Google’s delayed response to ChatGPT has left Microsoft with a rare chance to claim a technological edge as the search market faces its first big change for years. Microsoft said its search overhaul was based on a new version of the language AI system developed by OpenAI, the San Francisco AI research group in which it recently announced a “multibillion-dollar” investment.

Mr Nadella acknowledged that Google would introduce its own AI-powered search products, calling it the “800-pound gorilla”, and said that users would have to decide which product they preferred.

Microsoft poured billions of dollars into challenging Google in the early days of search, but could not make a dent in its dominant position.
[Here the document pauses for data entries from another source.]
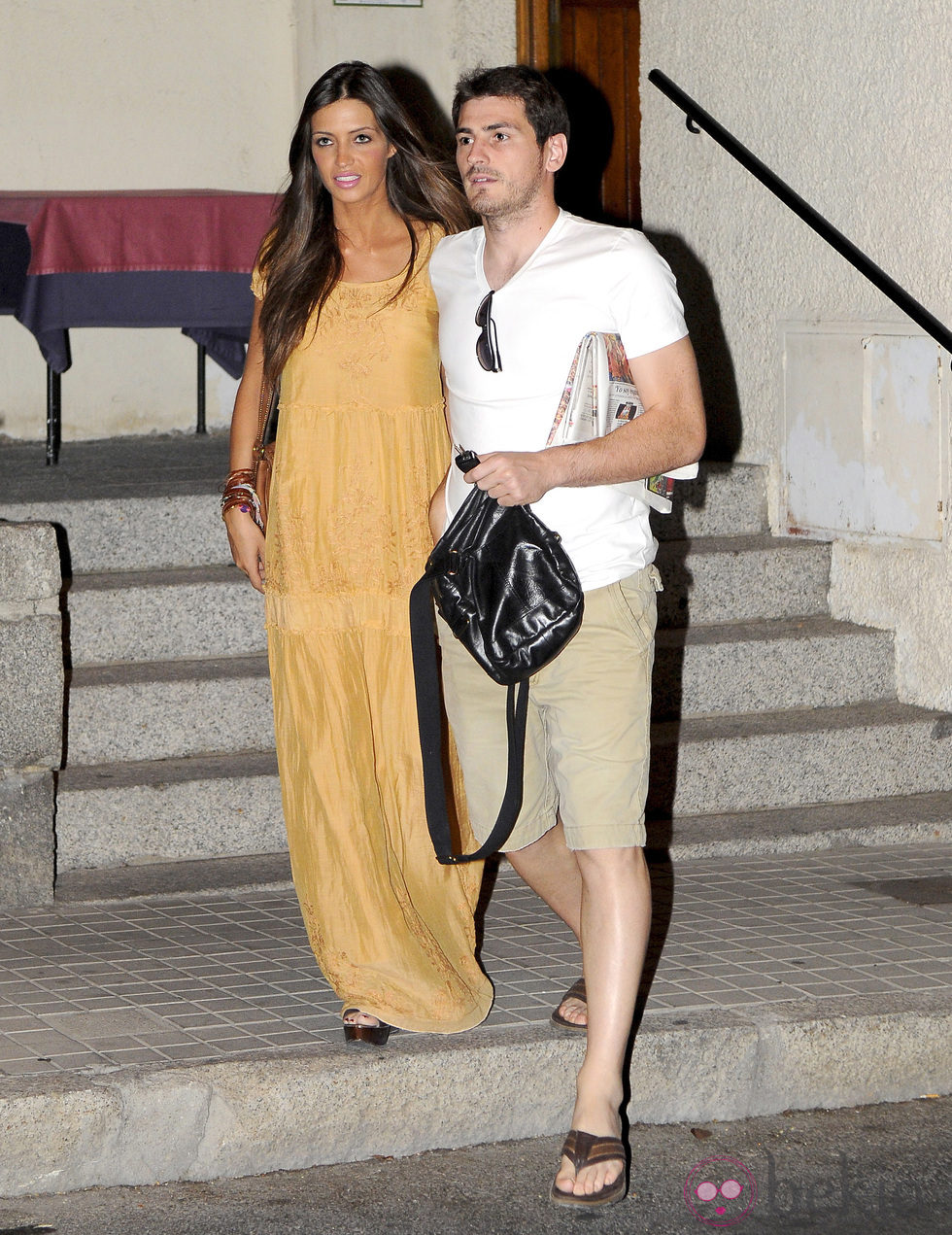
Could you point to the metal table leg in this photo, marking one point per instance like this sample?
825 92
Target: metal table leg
53 416
200 424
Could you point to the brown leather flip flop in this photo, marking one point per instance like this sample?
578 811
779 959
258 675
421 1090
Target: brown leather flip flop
577 990
586 1149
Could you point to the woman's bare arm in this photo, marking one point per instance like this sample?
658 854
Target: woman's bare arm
245 536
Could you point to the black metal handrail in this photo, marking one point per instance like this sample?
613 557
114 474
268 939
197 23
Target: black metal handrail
697 119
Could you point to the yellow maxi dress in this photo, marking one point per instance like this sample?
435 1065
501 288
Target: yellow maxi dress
362 445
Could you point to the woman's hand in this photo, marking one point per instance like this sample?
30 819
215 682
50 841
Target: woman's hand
247 545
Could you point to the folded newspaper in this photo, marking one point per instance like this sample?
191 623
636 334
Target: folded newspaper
600 396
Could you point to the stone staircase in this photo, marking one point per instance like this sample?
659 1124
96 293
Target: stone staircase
777 729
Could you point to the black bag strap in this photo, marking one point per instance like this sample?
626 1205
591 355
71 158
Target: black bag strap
428 716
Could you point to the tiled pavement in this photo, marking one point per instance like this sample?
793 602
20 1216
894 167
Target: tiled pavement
155 980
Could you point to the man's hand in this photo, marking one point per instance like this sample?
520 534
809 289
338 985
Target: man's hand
518 478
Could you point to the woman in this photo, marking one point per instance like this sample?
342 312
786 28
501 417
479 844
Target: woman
347 319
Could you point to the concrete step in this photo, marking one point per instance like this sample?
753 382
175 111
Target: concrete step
153 530
714 765
194 1038
168 709
146 710
230 805
168 809
741 578
914 819
810 662
133 533
162 615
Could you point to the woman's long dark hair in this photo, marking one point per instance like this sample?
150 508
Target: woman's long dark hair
300 258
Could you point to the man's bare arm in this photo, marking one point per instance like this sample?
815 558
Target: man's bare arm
668 435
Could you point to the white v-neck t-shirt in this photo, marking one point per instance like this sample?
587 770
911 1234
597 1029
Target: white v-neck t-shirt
583 277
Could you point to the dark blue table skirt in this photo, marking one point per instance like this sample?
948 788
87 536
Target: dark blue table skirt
211 308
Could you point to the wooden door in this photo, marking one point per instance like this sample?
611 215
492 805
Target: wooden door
591 49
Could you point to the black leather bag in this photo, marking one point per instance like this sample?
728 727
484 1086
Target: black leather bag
510 594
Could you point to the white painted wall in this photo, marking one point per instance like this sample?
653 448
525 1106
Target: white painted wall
848 104
125 94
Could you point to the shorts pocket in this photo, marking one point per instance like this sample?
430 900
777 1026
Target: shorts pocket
634 601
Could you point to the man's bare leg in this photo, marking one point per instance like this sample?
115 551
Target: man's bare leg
550 867
615 923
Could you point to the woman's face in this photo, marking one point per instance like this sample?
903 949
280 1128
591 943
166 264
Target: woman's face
350 152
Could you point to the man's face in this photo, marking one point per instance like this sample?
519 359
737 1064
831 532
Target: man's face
497 155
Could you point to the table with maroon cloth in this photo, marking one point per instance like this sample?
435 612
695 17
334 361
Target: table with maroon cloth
137 258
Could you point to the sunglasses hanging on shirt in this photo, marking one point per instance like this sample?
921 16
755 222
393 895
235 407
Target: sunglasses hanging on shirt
488 343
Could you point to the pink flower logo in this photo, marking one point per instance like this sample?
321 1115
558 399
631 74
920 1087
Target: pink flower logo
720 1190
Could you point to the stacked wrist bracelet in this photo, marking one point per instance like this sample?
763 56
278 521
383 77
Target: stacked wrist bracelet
240 492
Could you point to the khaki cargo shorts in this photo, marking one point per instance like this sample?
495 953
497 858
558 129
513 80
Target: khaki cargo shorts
588 729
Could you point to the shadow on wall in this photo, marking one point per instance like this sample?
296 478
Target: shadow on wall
424 109
578 189
715 364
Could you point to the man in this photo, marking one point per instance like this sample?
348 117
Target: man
515 297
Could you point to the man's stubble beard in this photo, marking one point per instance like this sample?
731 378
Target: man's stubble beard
514 205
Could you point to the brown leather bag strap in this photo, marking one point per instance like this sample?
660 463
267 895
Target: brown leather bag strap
267 415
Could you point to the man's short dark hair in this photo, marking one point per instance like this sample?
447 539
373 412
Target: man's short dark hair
545 106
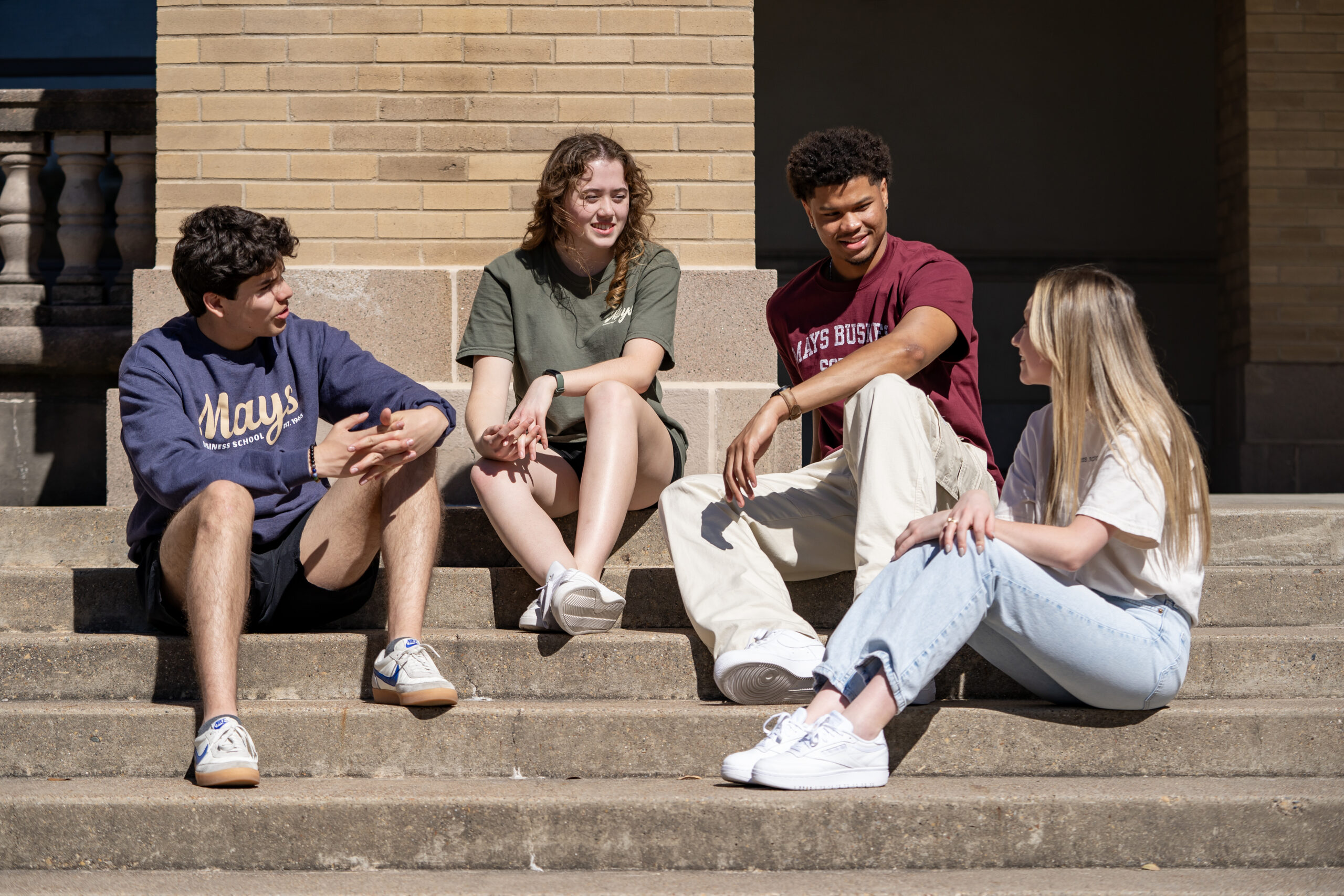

According to Statcounter, Bing accounts for only 3 per cent of global searches, compared with 93 per cent for Google.

Microsoft this week has shown off a new version of Bing that it said would be available immediately to anyone using a desktop computer, though only for “a limited number of queries”. The overhaul includes a box running down the right-hand side of search results pages that seeks to draw information out of web pages returned in a search.

It also includes a chatbot, similar to ChatGPT, that can create travel itineraries or compare products, and a creation tool to generate emails and shopping lists based on search queries.

Mr Nadella claimed the changes marked the start of a new “race” in the internet search market that would disrupt “the largest software category on planet earth”.

“It’s a new day in search,” he said. “Rapid innovation is going to come, in fact a race starts today.”

Microsoft said that Bing users would, after their initial searches on the new system, have to join a waiting list to access “the full experience” of the service. It also said it planned to launch a mobile version and expand the service “to millions of people in the coming weeks”.

Google on Wednesday hosted an event in Paris where it announced several integrations of AI into search and mapping tools, including interactive 3D models of some cities including London and Los Angeles.